Trump’s first director, Coats, had no such experience, aside from a brief stint on the Senate Intelligence Committee, but he had developed expertise on military issues. George W. Bush was even set to nominate him as secretary of defense until a job interview, where Coats displayed insufficient enthusiasm for an elaborate missile-defense system. (Vice President Dick Cheney then suggested that Donald Rumsfeld—who had planned to be CIA director—be nominated instead. History might have been different if Bush hadn’t been so keen on anti-missile missiles.)
Coats’ washout in the audition—his disinclination to say what Bush wanted him to say, just to get the job—spoke well for his character. As DNI, he has immersed himself in the work, diligently represented the views of the intelligence agencies, and shielded the other agencies from Trump’s wrath, taking much of the heat himself. And there has been a lot of heat to take.

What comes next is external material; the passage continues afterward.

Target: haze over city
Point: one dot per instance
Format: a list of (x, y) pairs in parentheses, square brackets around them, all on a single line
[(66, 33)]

Among other things, the DNI gives the president his daily intelligence briefing, and in those reports, as well as in his testimony to Congress, Coats has concluded that Iran no longer had a nuclear weapons program, that North Korea was unlikely to get rid of its nuclear arsenal, that ISIS was still an active terrorist organization, and that top Russian officials interfered in the 2016 election—all of which contradicted Trump’s views. At times, Trump has even publicly sided with assurances from Russian President Vladimir Putin and North Korean leader Kim Jong-un over the findings of the intelligence community.